Scientists have found that nightshift workers perform better and more safely when allowed to nap on breaks.

“Sleep scientists long have known that fatigue affects human behavior much like alcohol, slowing reaction times and eroding judgment. People suffering from fatigue sometimes focus on a single task while ignoring other, more urgent needs,” writes Jane Lowry of the Associated Press. “The level of fatigue created by several of the shift schedules worked by 70 percent of the FAA’s 15,700 controllers can have an impact on behavior equivalent to a blood-alcohol level of .04 … half the legal driving limit of .08.”

She continues, “More than two decades ago, NASA scientists concluded that airline pilots were more alert and performed better during landings when they were allowed to take turns napping during the cruise phase of flights. The FAA chose to ignore recommendations that US pilots be allowed ‘controlled napping.’”

Traveler advocacy groups have criticized understaffing and the denial of sleep to air traffic controllers.

“It’s not outrageous to have people in a safety job rest on duty,” said Bill Voss, president of the Flight Safety Foundation. “What is crazy is putting two people onto a shift in a dark room with no noise and telling them to stare out a window and do nothing for eight hours, but to never fall asleep.”

“It shouldn’t be any surprise that any of these people are nodding off,” said Kevin Mitchell of the Business Travel Coalition. “Why hasn’t the FAA been listening to the air traffic controllers union for the last 20 years?”

The better question is, why has the air traffic controllers union been unable to protect the working conditions of its members, which correspond to the safety conditions of the flying public?

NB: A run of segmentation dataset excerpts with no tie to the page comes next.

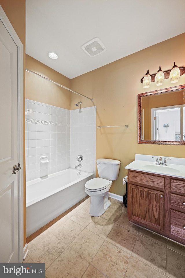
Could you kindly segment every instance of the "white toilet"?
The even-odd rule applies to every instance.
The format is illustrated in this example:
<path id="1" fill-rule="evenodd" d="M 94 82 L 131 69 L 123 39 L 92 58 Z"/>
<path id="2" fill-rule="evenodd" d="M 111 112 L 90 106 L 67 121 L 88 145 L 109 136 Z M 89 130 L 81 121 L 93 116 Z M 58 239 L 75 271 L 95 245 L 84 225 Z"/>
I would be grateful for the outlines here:
<path id="1" fill-rule="evenodd" d="M 110 206 L 108 193 L 112 180 L 118 176 L 121 162 L 119 160 L 99 158 L 97 160 L 99 178 L 88 180 L 85 186 L 85 192 L 90 196 L 90 215 L 102 215 Z"/>

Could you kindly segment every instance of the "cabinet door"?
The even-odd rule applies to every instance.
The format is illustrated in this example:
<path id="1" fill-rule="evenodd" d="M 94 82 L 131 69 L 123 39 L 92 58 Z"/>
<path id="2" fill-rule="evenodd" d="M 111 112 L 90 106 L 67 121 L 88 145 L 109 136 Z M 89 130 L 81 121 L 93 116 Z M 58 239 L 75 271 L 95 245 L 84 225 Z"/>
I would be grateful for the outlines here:
<path id="1" fill-rule="evenodd" d="M 132 184 L 129 187 L 130 219 L 149 228 L 163 231 L 163 192 Z"/>

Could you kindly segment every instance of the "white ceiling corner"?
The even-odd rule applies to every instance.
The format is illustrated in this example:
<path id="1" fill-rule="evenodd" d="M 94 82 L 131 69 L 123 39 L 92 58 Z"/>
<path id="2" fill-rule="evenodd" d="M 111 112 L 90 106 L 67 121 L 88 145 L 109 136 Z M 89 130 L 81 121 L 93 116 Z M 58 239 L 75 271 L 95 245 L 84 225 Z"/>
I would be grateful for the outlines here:
<path id="1" fill-rule="evenodd" d="M 70 79 L 185 32 L 184 0 L 26 0 L 26 53 Z M 96 37 L 107 50 L 92 58 L 81 46 Z"/>

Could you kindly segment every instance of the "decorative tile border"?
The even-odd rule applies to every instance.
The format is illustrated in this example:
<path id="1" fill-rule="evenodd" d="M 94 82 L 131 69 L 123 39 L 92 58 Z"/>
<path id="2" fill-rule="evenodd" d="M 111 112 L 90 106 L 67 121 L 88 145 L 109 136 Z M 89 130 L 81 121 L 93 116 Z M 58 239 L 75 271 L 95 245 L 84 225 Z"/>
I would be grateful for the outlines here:
<path id="1" fill-rule="evenodd" d="M 25 122 L 31 122 L 34 124 L 41 124 L 42 125 L 61 125 L 62 127 L 70 127 L 70 124 L 66 124 L 62 122 L 55 122 L 38 121 L 36 120 L 29 120 L 28 119 L 25 119 Z"/>

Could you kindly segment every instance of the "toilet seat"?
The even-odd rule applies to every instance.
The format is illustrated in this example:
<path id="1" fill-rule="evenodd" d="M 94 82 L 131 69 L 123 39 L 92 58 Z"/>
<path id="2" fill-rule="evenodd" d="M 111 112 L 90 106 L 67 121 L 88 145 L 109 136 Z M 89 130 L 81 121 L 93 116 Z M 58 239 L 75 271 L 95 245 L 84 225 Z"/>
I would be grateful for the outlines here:
<path id="1" fill-rule="evenodd" d="M 100 178 L 95 178 L 90 180 L 85 184 L 85 188 L 88 191 L 99 191 L 108 187 L 110 184 L 110 181 Z"/>

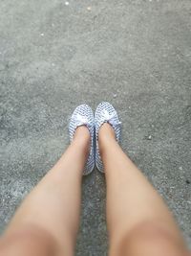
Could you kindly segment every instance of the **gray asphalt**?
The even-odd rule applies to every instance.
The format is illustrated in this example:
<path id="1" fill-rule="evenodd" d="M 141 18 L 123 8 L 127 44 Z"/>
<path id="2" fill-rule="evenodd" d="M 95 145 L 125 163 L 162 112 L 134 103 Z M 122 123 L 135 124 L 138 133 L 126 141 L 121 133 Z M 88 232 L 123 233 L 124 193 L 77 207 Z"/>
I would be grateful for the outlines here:
<path id="1" fill-rule="evenodd" d="M 69 144 L 74 108 L 109 101 L 191 246 L 190 13 L 190 0 L 0 1 L 1 233 Z M 107 254 L 105 196 L 95 170 L 76 255 Z"/>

That question can only be addressed in light of the Reagan administration’s crushing of the PATCO strike in 1981. When air traffic controllers went out on strike that year to defend their working conditions, Reagan fired them, union leaders were arrested, workers were blacklisted and witch-hunted, and PATCO itself was decertified.

In spite of strong support for PATCO in the working class—including a demonstration of some 500,000 in Washington DC—the AFL-CIO consciously isolated the flight controllers’ struggle and worked to defeat it, a defeat that set the stage for what has proved to be a three-decade-long assault on the jobs and wages of workers in every industry.

The union that replaced PATCO in the airline industry, the National Air Traffic Controllers Association (NATCA), was an organization created and controlled by strikebreakers, handpicked by the Reagan administration, that from its inception promised it would never carry out an “illegal” strike as PATCO had—in other words, it would never authorize a strike at all. Nothing good for workers could be built on these rotten foundations.